As Net Degree of Life Satisfaction weighs heavily on the outcome of moral/comfortable behavior not all actions will yield a positive net bonus. This is not something that Reactionists feel very friendly about. Their primary goal is noramlization of belief structures. Unfortunately, they do not have the proper calculations to cull this property of humanity into fashion. Man perpetuates the function of disparate belief patterns under the most rigorous of normalization excersizes.

Rationalists, however, differ in believing that all things will irreversably disintegrate as they had once put themselves together. Therefore, all modern existence is a wash. It is merely an abnormal reaction to a few misled chemicals. True meaning to time, life, and the cosmos are as ridiculous as a wing for a face or plastic for skin. "If you belive life has meaning and you are willing to die for it, what meaning has life?" Making predictions on events that are unlikely is not generally considered "good practice" for an aspiring Rationalist.

My god I'm frunken. O
m not even sure where I am and it's kind of sark do I"m typing by the light of the monitor.
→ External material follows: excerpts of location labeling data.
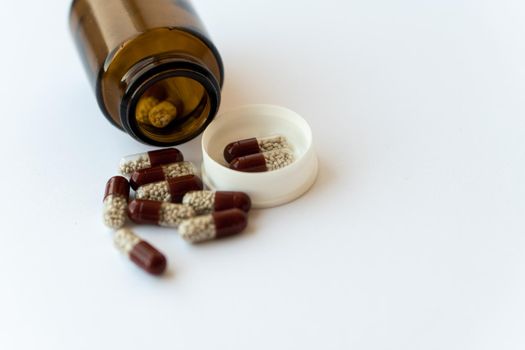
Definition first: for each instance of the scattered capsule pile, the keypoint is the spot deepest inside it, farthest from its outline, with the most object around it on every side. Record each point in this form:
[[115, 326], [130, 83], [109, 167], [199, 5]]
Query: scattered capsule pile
[[259, 154], [168, 193]]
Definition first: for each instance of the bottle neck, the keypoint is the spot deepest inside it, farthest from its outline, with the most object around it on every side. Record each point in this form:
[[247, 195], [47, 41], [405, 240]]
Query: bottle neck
[[178, 79]]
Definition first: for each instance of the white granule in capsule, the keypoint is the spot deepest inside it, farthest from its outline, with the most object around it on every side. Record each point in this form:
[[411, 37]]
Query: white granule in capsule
[[272, 143], [198, 229], [130, 166], [158, 191], [178, 169], [115, 208], [171, 215], [125, 240], [202, 201], [278, 159]]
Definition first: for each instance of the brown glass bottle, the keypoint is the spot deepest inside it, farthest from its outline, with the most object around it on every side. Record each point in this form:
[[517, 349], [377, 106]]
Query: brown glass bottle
[[155, 72]]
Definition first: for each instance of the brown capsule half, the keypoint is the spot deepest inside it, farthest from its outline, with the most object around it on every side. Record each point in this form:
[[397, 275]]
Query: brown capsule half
[[146, 176], [229, 222], [165, 156], [229, 200], [148, 257], [117, 185], [179, 186], [253, 163], [241, 148], [144, 211]]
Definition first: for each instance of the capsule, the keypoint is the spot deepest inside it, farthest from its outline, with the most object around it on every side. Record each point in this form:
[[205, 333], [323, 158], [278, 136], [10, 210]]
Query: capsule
[[159, 213], [132, 163], [206, 202], [161, 173], [140, 252], [254, 145], [261, 162], [213, 226], [172, 190], [116, 199]]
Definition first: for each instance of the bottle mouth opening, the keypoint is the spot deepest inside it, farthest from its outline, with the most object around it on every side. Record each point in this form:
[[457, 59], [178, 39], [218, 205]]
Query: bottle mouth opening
[[170, 104]]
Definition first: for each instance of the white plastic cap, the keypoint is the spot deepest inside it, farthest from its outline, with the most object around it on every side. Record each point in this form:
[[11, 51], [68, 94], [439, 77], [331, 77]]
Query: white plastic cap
[[267, 189]]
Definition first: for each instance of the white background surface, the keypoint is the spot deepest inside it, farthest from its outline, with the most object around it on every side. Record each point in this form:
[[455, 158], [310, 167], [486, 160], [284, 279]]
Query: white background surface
[[412, 238]]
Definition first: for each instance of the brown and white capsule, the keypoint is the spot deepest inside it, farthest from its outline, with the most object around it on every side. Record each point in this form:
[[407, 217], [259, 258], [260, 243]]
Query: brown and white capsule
[[159, 213], [213, 226], [261, 162], [172, 190], [205, 202], [132, 163], [116, 198], [161, 173], [140, 252], [254, 145]]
I'm stoned as hell and pretty drunl so I"m using this guys typewriter to publish this littel ode to thoughtfulness.

HOOoooo Boy.....


I what I"ve been trying to get at for the past hour is that I try to balance all of my decision making with two factors. If I have two reasons to go and do grocery shopping, then it's worth doing. If I'm not sure what I should do with myasekf on a Saturday night then
I need to balance which options will fullfill the greatest positive reserves in my character. This, of course, is completely objective.

Everything I try to do must be upheld by two positive focused results in order to better my chances on gaining a net positive result from every decision I encounter. Ok, sir stoney will edit this later for a more conscious mind. I should be ok here for a bit.



Monday, December 05, 2005

God Curse Your Sober Mortal Souls

I don't think any of you out there could even guess what it's like to be followed. You could not even fathom, in in you wildest dreams what it means to not go to the places you love because you know someone is gonna see it and tell someone else. Fuck!

I am writing from a random truck stop in some greasy hellhole, to tell you I'm fucking miserable. I had no Thanksgiving to speak of, and Christmas is actually going to endanger me... cuz I"ll be the only guy without anywhere to go!

Look:


I
am in a very serious need to find my brother. Not only does he mean my life to me, but I need him. Damn! My head is swirled. I've wanted to write here; so much to say. (haha- it said 'her' originally) A lot has happened recently. Thank god for the midwest. there is nothing out here; anonymity is perfunctory. No one cares who you are.

It's not like that where I'm from. Everyone knows everything about you, your mother, your sisters, your fucking aunts and uncles. It's sick. There are people everywhere; crawling out of every open sewer. God it's enough to choke you. All the same too, all of them. Swarthy; downtrodden; ancient.

Out here (her again) nothing uncommon happens. The scenery expands at its bland pace covering the rich loam with seedy indignation and ripe hypocracy. It's utterly fantastic. You never know where you are, or who is going to find you.

I just got paid for a pretty large delivery. I don't know what it was, but I can be sure it wasn't bodies or animals. The vehicle was too compact to have much more than pharmaceticals buried in the lining. I have a new ride (shitty, of course) and a few thousand dollars in my pocket to keep me fed for a while, but honestly, I"m starting to get worried.

Unfortunately, I can't blame my own moral decrepitude on my brother. Though I suspect him of some dark, apocryphal stuff, I am completely prepared to accept the unending shit-tide of horrible luck and self-obliteration that my own bad decisions have started. Pretty much I have burned all my bridges, and all the wood to make future bridges, and every piece of driftwood and flotsam that could ever even remotely be construed as of bridge making proportion and burned it right up. No one comes and talks to me; I am left alone. I am the last man standing on a deserted island full of large, mishappen stone heads.

Luckily it's not too bad out here. I believe I have enough blankets to stay in the car tonight. I can't go on anyway.